The Interstellar Age: Inside the Forty-Year Voyager Mission by Jim Bell

The second book I brought on holidays to Portugal. I had bought this while in Germany in May in the famous ‘Mayersche Buchhandlung’ book store in Düsseldorf. This is a fascinating read even if you have never heard of the Voyager program. Unfortunately for me, I left this on the airplane on the way home from Portugal, still with the final chapter to read.

The Third Reich at War by Richard J. Evans

This is the final part of Richard J. Evan’s excellent Nazi Germany trilogy (preceded by ‘The Coming of the Third Reich’ and ‘The Third Reich in Power’). It’s a lengthy read (700+ pages), but well worth it for the level of detail that Evan’s goes into. Some sections of this, especially the chapters relating to the ‘Final Solution’ are distressing to read. This is the best history of Nazi Germany I have ever read.

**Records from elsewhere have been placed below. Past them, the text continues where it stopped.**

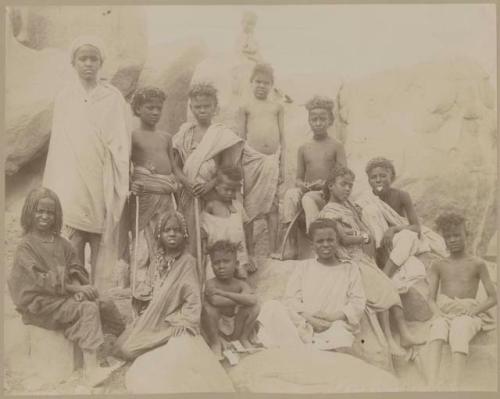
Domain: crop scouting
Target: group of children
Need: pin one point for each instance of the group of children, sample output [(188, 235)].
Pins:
[(199, 192)]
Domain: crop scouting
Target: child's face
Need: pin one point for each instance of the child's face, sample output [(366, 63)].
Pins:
[(45, 215), (454, 238), (226, 189), (324, 243), (203, 108), (319, 121), (87, 62), (172, 236), (380, 179), (223, 264), (341, 189), (261, 85), (150, 111)]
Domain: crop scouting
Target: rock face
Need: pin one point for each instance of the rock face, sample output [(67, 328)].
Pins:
[(171, 67), (37, 65), (437, 123)]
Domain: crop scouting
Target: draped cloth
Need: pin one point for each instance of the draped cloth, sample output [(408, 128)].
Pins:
[(156, 199), (199, 164), (176, 301), (37, 284), (88, 164), (260, 179)]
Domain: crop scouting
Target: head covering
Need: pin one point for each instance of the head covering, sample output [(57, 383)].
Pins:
[(90, 40)]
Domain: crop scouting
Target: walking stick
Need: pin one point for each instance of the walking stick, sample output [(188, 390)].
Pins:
[(198, 239)]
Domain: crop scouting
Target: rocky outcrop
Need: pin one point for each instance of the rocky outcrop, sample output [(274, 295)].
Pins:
[(171, 67), (38, 66)]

Hitler’s Last Day: Minute by Minute by Jonathan Mayo and Emma Craigie

As I had read in many reviews of this book, this is not actually just confined to Hitler’s last day. It covers April 29th, April 30th and the aftermath. Along the way it introduces a host of characters from Allied soldiers as they race through Italy, British secret service agents and many political heavyweights such as Churchill and Truman. Hitler’s death is not covered in any great detail, so that doesn’t make this book stand out from countless others covering the topic. But, it’s the ongoing introduction of new characters and how this period effected them that makes this a good read.

The Dark Charisma of Adolf Hitler: Leading Millions Into the Abyss by Laurence Rees

This covers Hitler’s rise from disgruntled WW1 veteran to Fuhrer of Nazi Germany. Along the way the author seeks to answer the question as to why so many people followed this man unquestionably, and how he led a nation to ruin.

Auschwitz: The Nazis & The ‘Final Solution’ by Laurence Rees

Impressed with the previous book in this list also authored by Rees, I decided to read this. A terrifying account of Auschwitz from it’s journey from work camp to site of the deaths of over 1 million people. Impeccably researched and detailed, this is a book that can be read in a few hours but you will remember for quite some time afterwards.